1 Corinthians 4 1-4Don't imagine us leaders to be something we aren't. We are servants of Christ, not his masters. We are guides into God's most sublime secrets, not security guards posted to protect them. The requirements for a good guide are reliability and accurate knowledge. It matters very little to me what you think of me, even less where I rank in popular opinion. I don't even rank myself. Comparisons in these matters are pointless. I'm not aware of anything that would disqualify me from being a good guide for you, but that doesn't mean much. The Master makes that judgment.
5So don't get ahead of the Master and jump to conclusions with your judgments before all the evidence is in. When he comes, he will bring out in the open and place in evidence all kinds of things we never even dreamed of—inner motives and purposes and prayers. Only then will any one of us get to hear the "Well done!" of God.
6All I'm doing right now, friends, is showing how these things pertain to Apollos and me so that you will learn restraint and not rush into making judgments without knowing all the facts. It's important to look at things from God's point of view. I would rather not see you inflating or deflating reputations based on mere hearsay.
7-8For who do you know that really knows you, knows your heart? And even if they did, is there anything they would discover in you that you could take credit for? Isn't everything you have and everything you are sheer gifts from God? So what's the point of all this comparing and competing? You already have all you need. You already have more access to God than you can handle. Without bringing either Apollos or me into it, you're sitting on top of the world—at least God's world—and we're right there, sitting alongside you!
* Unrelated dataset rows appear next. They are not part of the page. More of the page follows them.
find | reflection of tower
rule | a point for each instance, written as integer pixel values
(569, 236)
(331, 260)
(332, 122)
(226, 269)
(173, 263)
9-13It seems to me that God has put us who bear his Message on stage in a theater in which no one wants to buy a ticket. We're something everyone stands around and stares at, like an accident in the street. We're the Messiah's misfits. You might be sure of yourselves, but we live in the midst of frailties and uncertainties. You might be well-thought-of by others, but we're mostly kicked around. Much of the time we don't have enough to eat, we wear patched and threadbare clothes, we get doors slammed in our faces, and we pick up odd jobs anywhere we can to eke out a living. When they call us names, we say, "God bless you." When they spread rumors about us, we put in a good word for them. We're treated like garbage, potato peelings from the culture's kitchen. And it's not getting any better.
14-16I'm not writing all this as a neighborhood scold just to make you feel rotten. I'm writing as a father to you, my children. I love you and want you to grow up well, not spoiled. There are a lot of people around who can't wait to tell you what you've done wrong, but there aren't many fathers willing to take the time and effort to help you grow up. It was as Jesus helped me proclaim God's Message to you that I became your father. I'm not, you know, asking you to do anything I'm not already doing myself.
17This is why I sent Timothy to you earlier. He is also my dear son, and true to the Master. He will refresh your memory on the instructions I regularly give all the churches on the way of Christ.
18-20I know there are some among you who are so full of themselves they never listen to anyone, let alone me. They don't think I'll ever show up in person. But I'll be there sooner than you think, God willing, and then we'll see if they're full of anything but hot air. God's Way is not a matter of mere talk; it's an empowered life.
21So how should I prepare to come to you? As a severe disciplinarian who makes you toe the mark? Or as a good friend and counselor who wants to share heart-to-heart with you? You decide.